Cortical activity upon awakening from sleep reveals consistent spatio-temporal gradients across sleep stages in human EEG.

How does the brain awaken from sleep? Several studies have suggested that the awakening process occurs asynchronously across brain regions, but the precise nature of these changes and how they are reflected in human electroencephalography (EEG) remains unknown. Here, we recorded 1,073 awakenings and arousals with high-density EEG and mapped brain activity at a second-to-second timescale around movement onset using source modeling. We found that cortical activity upon awakening progressed along highly consistent spatial and frequency gradients. In awakenings and arousals from non-rapid eye movement (NREM) sleep, transient increases in low-frequency power preceded increases in high-frequency power by a few seconds, whereas awakenings from REM sleep were mainly characterized by increases in high-frequency power. Regardless of sleep stage, high-frequency changes were first seen in frontal and last in occipital and inferior-temporal cortical areas, whereas low-frequency changes in NREM sleep started in a centro-parietal "hotspot," progressed frontally, and reached occipital and inferior-temporal regions last.
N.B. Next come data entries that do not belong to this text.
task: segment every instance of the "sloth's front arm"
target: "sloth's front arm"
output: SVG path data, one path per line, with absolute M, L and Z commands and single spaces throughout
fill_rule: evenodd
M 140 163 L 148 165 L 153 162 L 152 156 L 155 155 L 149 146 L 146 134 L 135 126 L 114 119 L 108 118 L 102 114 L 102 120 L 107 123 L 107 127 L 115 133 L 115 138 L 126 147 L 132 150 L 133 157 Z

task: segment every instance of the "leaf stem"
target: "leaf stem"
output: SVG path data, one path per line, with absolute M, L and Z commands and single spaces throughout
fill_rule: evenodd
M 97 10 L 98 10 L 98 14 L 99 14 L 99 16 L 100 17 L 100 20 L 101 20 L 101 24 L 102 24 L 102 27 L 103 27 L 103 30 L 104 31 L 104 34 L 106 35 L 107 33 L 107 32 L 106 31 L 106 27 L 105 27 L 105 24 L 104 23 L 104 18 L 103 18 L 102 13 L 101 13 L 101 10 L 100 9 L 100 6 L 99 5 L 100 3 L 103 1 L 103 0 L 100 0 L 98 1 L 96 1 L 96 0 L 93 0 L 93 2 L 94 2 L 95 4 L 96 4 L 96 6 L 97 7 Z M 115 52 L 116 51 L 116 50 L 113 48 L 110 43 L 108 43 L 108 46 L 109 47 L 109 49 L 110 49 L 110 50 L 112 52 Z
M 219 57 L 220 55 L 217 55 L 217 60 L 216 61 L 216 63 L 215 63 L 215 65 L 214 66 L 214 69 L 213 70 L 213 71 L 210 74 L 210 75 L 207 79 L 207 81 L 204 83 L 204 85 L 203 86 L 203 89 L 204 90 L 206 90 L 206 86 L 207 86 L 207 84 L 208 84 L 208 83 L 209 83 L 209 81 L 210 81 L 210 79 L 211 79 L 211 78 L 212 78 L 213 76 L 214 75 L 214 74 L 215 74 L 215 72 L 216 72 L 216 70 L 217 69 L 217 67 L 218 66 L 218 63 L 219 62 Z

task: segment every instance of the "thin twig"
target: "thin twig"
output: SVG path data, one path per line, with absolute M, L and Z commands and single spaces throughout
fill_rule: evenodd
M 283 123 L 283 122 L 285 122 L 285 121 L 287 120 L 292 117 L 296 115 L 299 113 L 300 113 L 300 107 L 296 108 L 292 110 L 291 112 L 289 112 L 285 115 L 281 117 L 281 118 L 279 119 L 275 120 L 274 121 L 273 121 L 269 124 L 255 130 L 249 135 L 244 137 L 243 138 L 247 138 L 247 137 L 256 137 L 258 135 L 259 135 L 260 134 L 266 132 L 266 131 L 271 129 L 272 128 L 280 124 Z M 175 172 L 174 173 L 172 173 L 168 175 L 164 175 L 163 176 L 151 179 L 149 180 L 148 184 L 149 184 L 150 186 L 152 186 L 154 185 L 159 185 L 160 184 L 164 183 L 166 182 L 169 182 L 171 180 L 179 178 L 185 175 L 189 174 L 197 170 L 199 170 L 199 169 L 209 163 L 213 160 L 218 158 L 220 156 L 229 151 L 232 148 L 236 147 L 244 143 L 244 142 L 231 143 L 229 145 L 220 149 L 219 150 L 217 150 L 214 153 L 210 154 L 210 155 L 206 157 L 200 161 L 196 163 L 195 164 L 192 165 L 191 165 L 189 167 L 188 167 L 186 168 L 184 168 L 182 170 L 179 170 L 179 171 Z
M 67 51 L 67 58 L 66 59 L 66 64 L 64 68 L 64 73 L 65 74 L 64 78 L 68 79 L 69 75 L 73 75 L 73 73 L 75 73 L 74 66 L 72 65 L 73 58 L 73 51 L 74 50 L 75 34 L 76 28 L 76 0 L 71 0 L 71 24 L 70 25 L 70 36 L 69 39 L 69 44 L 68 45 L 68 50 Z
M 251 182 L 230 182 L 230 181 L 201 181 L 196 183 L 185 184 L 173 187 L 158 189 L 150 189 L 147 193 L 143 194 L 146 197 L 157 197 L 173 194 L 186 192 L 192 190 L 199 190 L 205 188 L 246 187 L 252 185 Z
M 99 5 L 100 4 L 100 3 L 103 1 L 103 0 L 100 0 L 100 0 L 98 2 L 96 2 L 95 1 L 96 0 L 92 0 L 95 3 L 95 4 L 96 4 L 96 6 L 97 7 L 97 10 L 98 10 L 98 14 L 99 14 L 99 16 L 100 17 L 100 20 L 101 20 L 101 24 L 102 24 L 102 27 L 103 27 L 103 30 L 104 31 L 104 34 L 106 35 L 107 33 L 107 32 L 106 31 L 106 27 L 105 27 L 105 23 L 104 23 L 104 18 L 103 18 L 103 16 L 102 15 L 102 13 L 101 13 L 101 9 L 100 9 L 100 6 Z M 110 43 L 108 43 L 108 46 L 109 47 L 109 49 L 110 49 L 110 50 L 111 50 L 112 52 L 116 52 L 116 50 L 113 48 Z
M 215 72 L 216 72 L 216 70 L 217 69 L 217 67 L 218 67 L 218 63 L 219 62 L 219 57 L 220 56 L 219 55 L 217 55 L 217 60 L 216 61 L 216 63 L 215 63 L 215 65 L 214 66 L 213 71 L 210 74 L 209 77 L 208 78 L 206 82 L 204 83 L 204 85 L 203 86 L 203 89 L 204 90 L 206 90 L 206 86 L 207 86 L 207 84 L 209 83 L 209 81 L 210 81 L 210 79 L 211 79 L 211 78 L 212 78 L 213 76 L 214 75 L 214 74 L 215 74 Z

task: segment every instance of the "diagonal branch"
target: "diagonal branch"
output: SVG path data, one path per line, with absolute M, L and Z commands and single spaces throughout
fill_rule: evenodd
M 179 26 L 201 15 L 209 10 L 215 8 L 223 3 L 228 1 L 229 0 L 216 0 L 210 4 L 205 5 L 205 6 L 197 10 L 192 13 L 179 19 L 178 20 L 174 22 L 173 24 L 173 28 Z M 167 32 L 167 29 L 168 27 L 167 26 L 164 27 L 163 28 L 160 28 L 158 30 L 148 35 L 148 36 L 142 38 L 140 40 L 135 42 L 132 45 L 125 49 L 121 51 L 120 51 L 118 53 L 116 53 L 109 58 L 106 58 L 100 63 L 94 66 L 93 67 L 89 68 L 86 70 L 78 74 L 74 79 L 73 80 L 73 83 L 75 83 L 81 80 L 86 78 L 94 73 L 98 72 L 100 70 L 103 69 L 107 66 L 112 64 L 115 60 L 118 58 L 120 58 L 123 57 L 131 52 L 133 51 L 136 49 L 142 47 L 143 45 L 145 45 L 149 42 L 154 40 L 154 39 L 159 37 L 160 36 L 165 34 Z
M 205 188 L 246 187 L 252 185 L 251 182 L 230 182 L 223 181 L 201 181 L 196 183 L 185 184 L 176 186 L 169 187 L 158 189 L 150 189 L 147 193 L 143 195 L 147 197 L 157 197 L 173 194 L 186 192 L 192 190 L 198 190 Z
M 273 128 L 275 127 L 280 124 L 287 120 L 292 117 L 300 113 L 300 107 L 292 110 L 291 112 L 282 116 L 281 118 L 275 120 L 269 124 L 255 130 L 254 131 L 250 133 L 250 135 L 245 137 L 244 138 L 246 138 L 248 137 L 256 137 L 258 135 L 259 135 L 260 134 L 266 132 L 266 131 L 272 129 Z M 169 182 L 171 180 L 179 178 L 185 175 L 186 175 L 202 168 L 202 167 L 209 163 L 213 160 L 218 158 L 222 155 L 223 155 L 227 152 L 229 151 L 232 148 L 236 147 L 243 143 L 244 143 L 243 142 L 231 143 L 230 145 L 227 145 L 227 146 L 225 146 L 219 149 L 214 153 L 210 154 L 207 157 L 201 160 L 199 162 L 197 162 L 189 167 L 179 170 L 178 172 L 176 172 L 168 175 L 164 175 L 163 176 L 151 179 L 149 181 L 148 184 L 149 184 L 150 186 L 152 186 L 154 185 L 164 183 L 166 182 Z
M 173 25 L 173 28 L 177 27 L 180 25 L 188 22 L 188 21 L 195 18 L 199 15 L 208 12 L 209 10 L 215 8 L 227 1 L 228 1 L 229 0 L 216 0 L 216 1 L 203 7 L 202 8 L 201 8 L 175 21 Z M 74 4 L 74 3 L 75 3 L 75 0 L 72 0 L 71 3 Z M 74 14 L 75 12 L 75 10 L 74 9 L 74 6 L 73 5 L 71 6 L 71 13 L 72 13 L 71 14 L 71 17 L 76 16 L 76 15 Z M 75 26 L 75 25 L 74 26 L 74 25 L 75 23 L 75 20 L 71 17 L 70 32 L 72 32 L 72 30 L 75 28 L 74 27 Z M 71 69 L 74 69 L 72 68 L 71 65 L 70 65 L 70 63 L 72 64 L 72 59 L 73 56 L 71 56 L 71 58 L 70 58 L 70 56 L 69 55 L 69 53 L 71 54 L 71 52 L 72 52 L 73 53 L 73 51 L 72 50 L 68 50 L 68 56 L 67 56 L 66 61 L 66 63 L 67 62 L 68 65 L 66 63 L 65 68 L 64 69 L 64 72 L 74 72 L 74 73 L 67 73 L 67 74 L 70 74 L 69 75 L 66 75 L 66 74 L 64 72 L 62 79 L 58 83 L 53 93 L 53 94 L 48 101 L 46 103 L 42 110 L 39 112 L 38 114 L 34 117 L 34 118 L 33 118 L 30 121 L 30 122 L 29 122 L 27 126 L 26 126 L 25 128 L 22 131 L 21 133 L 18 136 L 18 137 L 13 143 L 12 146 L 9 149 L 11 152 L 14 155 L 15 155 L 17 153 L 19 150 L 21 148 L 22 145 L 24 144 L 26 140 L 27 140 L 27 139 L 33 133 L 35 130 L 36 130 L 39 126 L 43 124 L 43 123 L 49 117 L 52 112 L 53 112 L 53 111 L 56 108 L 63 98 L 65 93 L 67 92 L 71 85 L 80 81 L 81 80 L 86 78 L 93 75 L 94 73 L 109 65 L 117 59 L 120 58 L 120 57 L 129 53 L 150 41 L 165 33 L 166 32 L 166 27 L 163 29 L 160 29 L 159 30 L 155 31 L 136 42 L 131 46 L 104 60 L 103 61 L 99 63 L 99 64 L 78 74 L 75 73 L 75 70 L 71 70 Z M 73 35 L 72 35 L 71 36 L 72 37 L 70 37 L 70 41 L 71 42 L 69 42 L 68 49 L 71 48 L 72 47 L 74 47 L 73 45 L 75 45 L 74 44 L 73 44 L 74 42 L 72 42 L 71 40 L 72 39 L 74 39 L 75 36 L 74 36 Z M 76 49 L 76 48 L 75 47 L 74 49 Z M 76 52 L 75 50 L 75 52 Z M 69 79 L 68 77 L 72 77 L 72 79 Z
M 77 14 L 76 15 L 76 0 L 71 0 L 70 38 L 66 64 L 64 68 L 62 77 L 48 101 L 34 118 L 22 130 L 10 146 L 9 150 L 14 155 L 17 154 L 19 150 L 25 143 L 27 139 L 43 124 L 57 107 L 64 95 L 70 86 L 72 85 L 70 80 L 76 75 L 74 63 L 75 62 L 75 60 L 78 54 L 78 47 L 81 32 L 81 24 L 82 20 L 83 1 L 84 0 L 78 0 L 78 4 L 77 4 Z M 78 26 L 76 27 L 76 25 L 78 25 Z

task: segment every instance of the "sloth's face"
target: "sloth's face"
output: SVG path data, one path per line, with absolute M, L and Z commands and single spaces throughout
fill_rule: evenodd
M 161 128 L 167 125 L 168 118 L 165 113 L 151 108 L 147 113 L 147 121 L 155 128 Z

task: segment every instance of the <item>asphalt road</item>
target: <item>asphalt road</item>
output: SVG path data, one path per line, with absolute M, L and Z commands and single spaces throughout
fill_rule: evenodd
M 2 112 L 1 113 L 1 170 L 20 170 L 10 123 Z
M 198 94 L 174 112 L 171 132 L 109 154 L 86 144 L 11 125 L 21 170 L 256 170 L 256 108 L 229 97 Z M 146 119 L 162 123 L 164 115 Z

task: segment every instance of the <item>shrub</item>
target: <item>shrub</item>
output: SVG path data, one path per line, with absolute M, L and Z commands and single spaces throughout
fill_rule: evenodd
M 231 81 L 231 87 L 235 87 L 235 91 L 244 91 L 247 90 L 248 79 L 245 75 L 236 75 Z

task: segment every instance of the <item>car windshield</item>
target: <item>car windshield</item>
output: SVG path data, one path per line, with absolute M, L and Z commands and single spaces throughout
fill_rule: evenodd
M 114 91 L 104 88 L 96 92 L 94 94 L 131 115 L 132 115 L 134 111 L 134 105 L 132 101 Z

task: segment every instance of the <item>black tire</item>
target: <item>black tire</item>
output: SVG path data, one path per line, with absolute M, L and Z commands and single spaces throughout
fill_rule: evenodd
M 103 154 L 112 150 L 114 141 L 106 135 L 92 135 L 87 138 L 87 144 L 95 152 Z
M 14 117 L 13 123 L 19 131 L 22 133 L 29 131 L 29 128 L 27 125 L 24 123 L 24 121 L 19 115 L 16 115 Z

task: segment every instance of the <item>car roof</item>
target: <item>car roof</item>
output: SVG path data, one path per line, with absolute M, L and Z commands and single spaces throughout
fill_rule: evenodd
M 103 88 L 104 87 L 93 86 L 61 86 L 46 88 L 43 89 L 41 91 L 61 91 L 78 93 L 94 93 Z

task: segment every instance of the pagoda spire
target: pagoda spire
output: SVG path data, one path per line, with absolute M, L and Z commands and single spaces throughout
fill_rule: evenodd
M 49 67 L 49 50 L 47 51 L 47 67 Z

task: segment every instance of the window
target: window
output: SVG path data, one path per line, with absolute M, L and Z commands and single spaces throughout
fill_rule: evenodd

Finally, the presence of these spatio-temporal arousal patterns during sleep, before participants were awakened by sounds, was followed by lower sleepiness ratings upon awakening. These results indicate a consistent spatio-temporal EEG signature of the awakening process that likely reflects the structural organization of arousal systems. Importantly, a transient increase in slow EEG frequencies, which are normally associated with sleep, is inherent to the arousal process and functionally correlates with feeling more awake when awakening from NREM sleep. These findings have important implications for the interpretation of arousal signals and the detection of incomplete awakenings in sleep disorders.